Another text that appeared in 1984 also helped elevate the research review to a more rigorous level. Light and Pillemer (1984) focused on the use of research synthesis to help decision-making in the social policy domain. Their approach placed special emphasis on the importance of meshing both numbers and narrative for the effective interpretation and communication of synthesis results.
In 1985 with the publication of Statistical Procedures for Meta-Analysis, Hedges and Olkin (1985) helped to elevate the quantitative synthesis of research to an independent specialty within the statistical sciences. This book, summarizing and expanding nearly a decade of programmatic developments by the authors, not only covered the widest array of meta-analytic procedures but also established their legitimacy by presenting rigorous statistical proofs.
Simultaneous with the development of meta-analysis procedures, several attempts were undertaken to frame the research review in the terms of a scientific process. In 1971, Feldman wrote, that systematically reviewing and integrating the literature of a field "may be considered a type of research in its own right--one using a characteristic set of research techniques and methods" (Feldman, 1971, p.86). In the same year, Light and Smith (1971) presented a "cluster approach" to research synthesis that was meant to redress some of the deficiencies in the existing strategies. They argued that if treated properly the variation in outcomes among related studies could be a valuable source of information, rather than a source of consternation as it appeared to be when treated with traditional reviewing methods.
Two papers that appeared in the Review of Educational Research in the early 1980s brought the meta-analytic and review-as-research perspectives together. First, Jackson (1980) proposed six reviewing tasks "analogous to those performed during primary research" (p. 441). His paper employed a sample of 36 review articles from prestigious social science periodicals to examine the methods used in syntheses of empirical research. His conclusion was that "relatively little thought has been given to the methods for doing integrative reviews" (p. 459).

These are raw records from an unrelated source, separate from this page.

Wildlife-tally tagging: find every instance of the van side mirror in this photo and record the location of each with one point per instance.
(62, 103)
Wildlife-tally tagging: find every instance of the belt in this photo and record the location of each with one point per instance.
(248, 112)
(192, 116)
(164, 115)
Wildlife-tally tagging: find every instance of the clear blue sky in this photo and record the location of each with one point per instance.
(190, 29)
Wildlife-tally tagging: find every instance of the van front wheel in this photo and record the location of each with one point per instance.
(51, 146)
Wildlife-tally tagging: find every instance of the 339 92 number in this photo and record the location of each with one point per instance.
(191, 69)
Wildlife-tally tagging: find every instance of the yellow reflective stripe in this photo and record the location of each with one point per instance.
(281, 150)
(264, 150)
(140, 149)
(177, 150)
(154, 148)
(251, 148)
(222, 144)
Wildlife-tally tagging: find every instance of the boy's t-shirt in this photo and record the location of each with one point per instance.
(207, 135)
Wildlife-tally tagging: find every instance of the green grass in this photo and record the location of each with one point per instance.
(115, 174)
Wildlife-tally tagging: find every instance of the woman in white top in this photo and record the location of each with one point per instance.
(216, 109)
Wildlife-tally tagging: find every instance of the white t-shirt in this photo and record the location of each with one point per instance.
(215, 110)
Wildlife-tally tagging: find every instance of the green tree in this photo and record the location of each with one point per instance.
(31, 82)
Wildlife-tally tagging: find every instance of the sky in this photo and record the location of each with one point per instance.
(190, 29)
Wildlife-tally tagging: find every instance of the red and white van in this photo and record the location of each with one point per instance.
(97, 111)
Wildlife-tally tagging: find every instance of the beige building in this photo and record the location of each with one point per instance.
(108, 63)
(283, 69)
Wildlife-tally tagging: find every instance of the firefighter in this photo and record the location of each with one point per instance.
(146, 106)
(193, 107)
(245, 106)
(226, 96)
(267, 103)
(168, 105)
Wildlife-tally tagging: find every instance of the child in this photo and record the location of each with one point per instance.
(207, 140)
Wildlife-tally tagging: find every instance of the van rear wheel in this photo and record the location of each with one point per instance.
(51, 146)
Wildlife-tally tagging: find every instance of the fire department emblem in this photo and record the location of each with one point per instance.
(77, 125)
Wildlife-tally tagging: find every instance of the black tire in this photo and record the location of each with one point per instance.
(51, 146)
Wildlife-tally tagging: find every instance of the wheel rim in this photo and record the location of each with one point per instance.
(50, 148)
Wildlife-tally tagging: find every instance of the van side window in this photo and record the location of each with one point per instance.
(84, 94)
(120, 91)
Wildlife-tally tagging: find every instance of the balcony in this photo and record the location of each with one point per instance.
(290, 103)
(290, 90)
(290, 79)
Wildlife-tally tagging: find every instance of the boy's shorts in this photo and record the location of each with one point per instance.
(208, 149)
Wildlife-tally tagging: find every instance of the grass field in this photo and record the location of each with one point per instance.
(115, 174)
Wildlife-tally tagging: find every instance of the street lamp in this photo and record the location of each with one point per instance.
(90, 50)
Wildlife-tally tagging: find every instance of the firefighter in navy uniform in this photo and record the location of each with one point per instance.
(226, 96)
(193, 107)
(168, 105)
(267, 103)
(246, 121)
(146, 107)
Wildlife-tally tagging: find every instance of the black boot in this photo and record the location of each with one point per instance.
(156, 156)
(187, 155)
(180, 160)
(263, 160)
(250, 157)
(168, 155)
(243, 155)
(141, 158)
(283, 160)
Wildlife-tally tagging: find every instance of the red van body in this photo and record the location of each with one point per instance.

Cooper (1982) drew the analogy between research synthesis and primary research to its logical conclusion. He presented a five stage model of the review that viewed research synthesis as a data gathering exercise and, as such, applied to it criteria similar to those employed to judge primary research. Cooper argued that, similar to primary research, a research review involves problem formulation, data collection (the literature search), data evaluation, data analysis and interpretation (the meta-analysis), and public presentation. For each stage, Cooper codified the research question, its primary function in the review, and the procedural differences that might cause variation in reviews' conclusions. Also, Cooper applied the notion of threats-to-inferential-validity--introduced by Campbell and Stanley (1966; also see Cook & Campbell, 1979) for evaluating the utility of primary research designs--to research synthesis. He identified numerous threats to validity associated with reviewing procedures that might undermine the trustworthiness of a research synthesis' findings.
During and after the years that the works mentioned above were appearing, the use of meta-analysis spread from psychology and education through many disciplines, especially social policy analysis (Light, 1983) and the medical sciences (see Statistics in Medicine, 1987, Volume 6, Number 3). In 1994, the first edition of Handbook of Research Synthesis was published (Cooper & Hedges, 1994).